New guidelines from the National Heart, Lung and Blood Institute (NHLBI) on reducing cardiovascular disease (CVD) in children and adolescents provide many recommendations that are consistent with previous AAP and American Heart Association (AHA) statements. A few provisions, however, are new and/or controversial, including the following:
All children should undergo cholesterol screening once between ages 9-11 years and once between ages 17-21 years.
Non-fasting total cholesterol and high-density lipoprotein (HDL) can be used for the initial lipid screening test.
Clinicians may recommend low-fat or no-fat dairy at age 1 year for high-risk patients.
For patients who fail lifestyle changes and require lipid-lowering medications, pharmacologic treatment should be considered at age 10 years.
Once low-density lipoprotein (LDL) is optimized, high non-HDL cholesterol may be targeted for residual CVD risk reduction.
The guidelines present the results of an expert committee review of more than 1,000 published documents on CVD as it relates to children and adolescents. The guidelines cover a range of CVD risk domains; they grade the quality of evidence in pediatrics for the first time; and they can be integrated into the Bright Futures guidelines on pediatric health maintenance.
Dr. de Ferranti
Data are presented that clearly support a relationship between early exposure to CVD risk factors and atherosclerosis, including pathology studies and studies of vasculature dysfunction. In a single document, these guidelines raise consciousness about both genetic and obesity-related CVD risk.
Although the guidelines are comprehensive (400-plus pages in the full document), much of what is recommended already is part of general practice, e.g. measure body mass index, encourage breastfeeding, assess family history and counsel about healthy lifestyle.
GOALS OF UNIVERSAL SCREENING
The new recommendation with the most impact is to perform universal lipid testing (fasting or non-fasting) once between ages 9 and 11 years and again between 17 and 21 years. This is in addition to selective screening previously recommended by the Academy and AHA. The goal is to identify familial hyperlipidemias (FH), found in one in 300-500 children but asymptomatic until there is myocardial ischemia. Untreated individuals with FH have a risk of premature coronary heart disease up to 20 times greater than those without FH. One study suggests that statin therapy can reduce the risk of cardiac events in FH to that of the general adult population but only if identified early.
In addition to the genetic LDL lipid disorders, universal lipid screening is likely to identify many more children with lipid abnormalities that require lifestyle modification. Data from the National Health and Nutrition Examination Survey suggest one in five U.S. adolescents has some type of lipid disorder (Centers for Disease Control and Prevention. MMWR2010;59(2):29-33).

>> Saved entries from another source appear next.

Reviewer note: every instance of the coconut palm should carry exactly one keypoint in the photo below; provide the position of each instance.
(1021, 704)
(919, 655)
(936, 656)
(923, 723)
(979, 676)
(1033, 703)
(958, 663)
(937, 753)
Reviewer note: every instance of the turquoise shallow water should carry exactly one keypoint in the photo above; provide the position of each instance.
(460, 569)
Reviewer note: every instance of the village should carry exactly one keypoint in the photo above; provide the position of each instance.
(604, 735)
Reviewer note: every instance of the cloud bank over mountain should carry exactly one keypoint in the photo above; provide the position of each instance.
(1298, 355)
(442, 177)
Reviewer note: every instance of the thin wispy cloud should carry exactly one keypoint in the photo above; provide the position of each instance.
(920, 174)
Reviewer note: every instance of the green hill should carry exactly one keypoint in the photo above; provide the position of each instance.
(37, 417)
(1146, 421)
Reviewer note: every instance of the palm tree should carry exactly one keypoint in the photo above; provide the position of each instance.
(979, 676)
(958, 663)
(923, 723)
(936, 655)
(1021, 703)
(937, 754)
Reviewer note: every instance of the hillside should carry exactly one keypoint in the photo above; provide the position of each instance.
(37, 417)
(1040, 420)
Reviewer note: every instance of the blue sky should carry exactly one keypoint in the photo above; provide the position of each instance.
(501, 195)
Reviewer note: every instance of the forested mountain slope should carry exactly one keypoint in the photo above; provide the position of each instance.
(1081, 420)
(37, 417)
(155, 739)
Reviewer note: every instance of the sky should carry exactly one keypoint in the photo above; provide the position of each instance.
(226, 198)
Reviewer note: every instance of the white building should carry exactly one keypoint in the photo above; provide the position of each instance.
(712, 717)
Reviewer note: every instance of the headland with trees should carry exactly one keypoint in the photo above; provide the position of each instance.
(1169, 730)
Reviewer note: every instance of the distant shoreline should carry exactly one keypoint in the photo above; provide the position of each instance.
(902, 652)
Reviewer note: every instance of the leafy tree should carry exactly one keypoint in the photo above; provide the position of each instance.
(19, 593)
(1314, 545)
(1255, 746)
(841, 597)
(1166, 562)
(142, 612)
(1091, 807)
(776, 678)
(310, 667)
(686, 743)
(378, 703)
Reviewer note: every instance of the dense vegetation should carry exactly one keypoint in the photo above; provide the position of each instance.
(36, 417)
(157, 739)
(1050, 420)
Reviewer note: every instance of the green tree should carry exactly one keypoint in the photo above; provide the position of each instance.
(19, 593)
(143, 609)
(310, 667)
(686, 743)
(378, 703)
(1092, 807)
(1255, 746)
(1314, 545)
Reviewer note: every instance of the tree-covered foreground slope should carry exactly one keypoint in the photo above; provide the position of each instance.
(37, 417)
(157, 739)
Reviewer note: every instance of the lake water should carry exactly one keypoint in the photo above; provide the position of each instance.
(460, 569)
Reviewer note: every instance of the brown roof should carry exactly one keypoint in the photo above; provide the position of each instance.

The guidelines focus on lifestyle modification for the first six months in nearly all patients. Much of the initial management of identified CVD risk factors can be done in a primary care setting if nutrition support and lifestyle counseling are available. When lifestyle modifications fail to reduce the lipids to the desired level in patients with extreme lipid disorders, pharmacotherapy is recommended. Some fear this recommendation will lead to an avalanche of statin prescriptions for children. This fear probably is unfounded, based on the low prevalence of extremely elevated LDL, which is about 1% of the population.
In addition, the guidelines recommend initiating lipid-lowering medications in patients meeting criteria starting at age 10 years, whereas the 2008 AAP clinical report Lipid Screening and Cardiovascular Health in Childhood (http://aappolicy.aappublications.org/cgi/content/full/pediatrics;122/1/198) put more emphasis on age 8 years. Published data support clinical experience that in the short and medium term, lipid-lowering medications are well-tolerated and safe for the few patients who need them.
These guidelines have some limitations. Emerging data suggest additional CVD risk factors such as early excess adiposity detected using weight for length in infants, inadequate sleep and high stress.
In addition, long-term safety and efficacy data on statins in childhood are not available, although adult studies support low side effects and reduced overall mortality.
Importantly, the burden of the guidelines on patients, families, providers and the health care system has yet to be explored.
Dr. de Ferranti is a member of the AAP Committee on Nutrition. Dr. Washington is a member of the AAP Section on Cardiology and Cardiac Surgery.